How to use a private member from outside the class

Yesterday I asked:

Am I missing some subtle mechanism by which “unused” private members might actually be referenced from other TUs?

Indeed, I was! Check this out (Godbolt):

struct S {
private:
    static int private_static_data;
};
int S::private_static_data = 42;  // Optimize this away?


// Meanwhile, in some other TU...
static int *f();

template<int *x>
struct F {
    friend int *f() { return x; }
};
template struct F<&S::private_static_data>;

int steal_private_data() {
    return *f();
}

According to [temp.spec]/6, the template arguments of explicit instantiation declarations are permitted to name “private types or objects that would normally not be accessible” — such as S::private_static_data in this case.
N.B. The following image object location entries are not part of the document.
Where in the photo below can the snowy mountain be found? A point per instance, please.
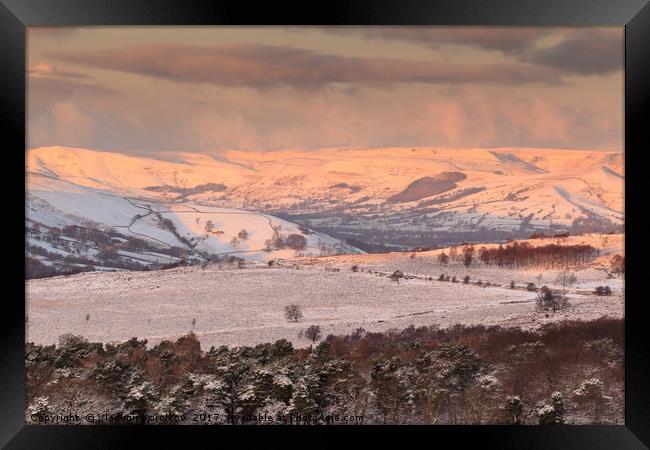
(373, 198)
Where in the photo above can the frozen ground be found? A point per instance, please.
(245, 306)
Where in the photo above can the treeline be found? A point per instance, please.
(525, 255)
(426, 375)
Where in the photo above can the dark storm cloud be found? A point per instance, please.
(586, 53)
(271, 66)
(579, 50)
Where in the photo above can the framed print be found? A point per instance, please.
(386, 216)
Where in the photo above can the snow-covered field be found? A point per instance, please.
(245, 306)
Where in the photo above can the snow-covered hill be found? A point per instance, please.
(71, 227)
(384, 198)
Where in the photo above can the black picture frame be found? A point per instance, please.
(16, 15)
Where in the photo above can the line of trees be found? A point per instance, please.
(426, 375)
(548, 256)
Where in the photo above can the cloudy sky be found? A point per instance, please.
(150, 89)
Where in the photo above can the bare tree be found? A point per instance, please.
(293, 313)
(443, 259)
(313, 333)
(395, 276)
(566, 278)
(550, 300)
(468, 255)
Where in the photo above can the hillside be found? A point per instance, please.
(73, 228)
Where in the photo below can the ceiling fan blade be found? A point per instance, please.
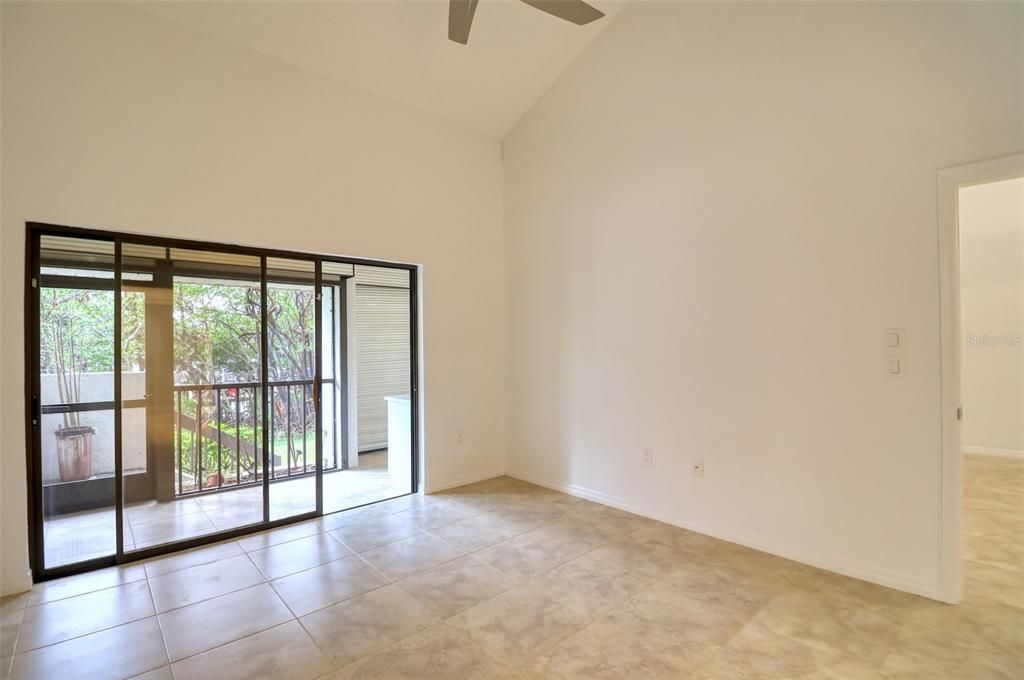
(577, 11)
(460, 18)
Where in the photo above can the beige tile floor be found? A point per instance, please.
(81, 536)
(506, 580)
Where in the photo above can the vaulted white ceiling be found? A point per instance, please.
(399, 48)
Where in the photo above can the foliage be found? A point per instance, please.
(216, 341)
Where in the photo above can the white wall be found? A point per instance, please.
(112, 119)
(710, 219)
(991, 227)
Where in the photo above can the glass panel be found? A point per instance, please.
(291, 364)
(76, 345)
(195, 365)
(76, 427)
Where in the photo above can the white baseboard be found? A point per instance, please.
(798, 554)
(462, 481)
(989, 451)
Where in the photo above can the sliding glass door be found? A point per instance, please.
(186, 392)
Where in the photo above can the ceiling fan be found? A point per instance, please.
(461, 14)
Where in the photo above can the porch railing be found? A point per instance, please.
(218, 434)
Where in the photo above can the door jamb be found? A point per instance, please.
(950, 180)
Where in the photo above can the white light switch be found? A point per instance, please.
(895, 339)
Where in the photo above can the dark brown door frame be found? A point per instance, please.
(32, 390)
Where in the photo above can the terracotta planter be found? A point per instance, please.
(75, 453)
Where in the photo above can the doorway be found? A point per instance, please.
(185, 392)
(981, 236)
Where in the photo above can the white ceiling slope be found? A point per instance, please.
(399, 48)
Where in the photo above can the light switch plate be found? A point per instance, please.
(895, 339)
So we can instantiate F<&S::private_static_data>, even though we cannot actually refer to that instantiation by name afterwards. This “leaks” the private data of S into F. F leaks it out again via the global function f(). And then anyone can call f() to obtain a pointer to S’s private data.

Therefore, although the compiler of TU #1 can see that none of S’s members and friends use S::private_static_data, it cannot conclude that the definition of S::private_static_data is unused. Other object files may indeed refer to that linker symbol. So the compiler must generate code for it.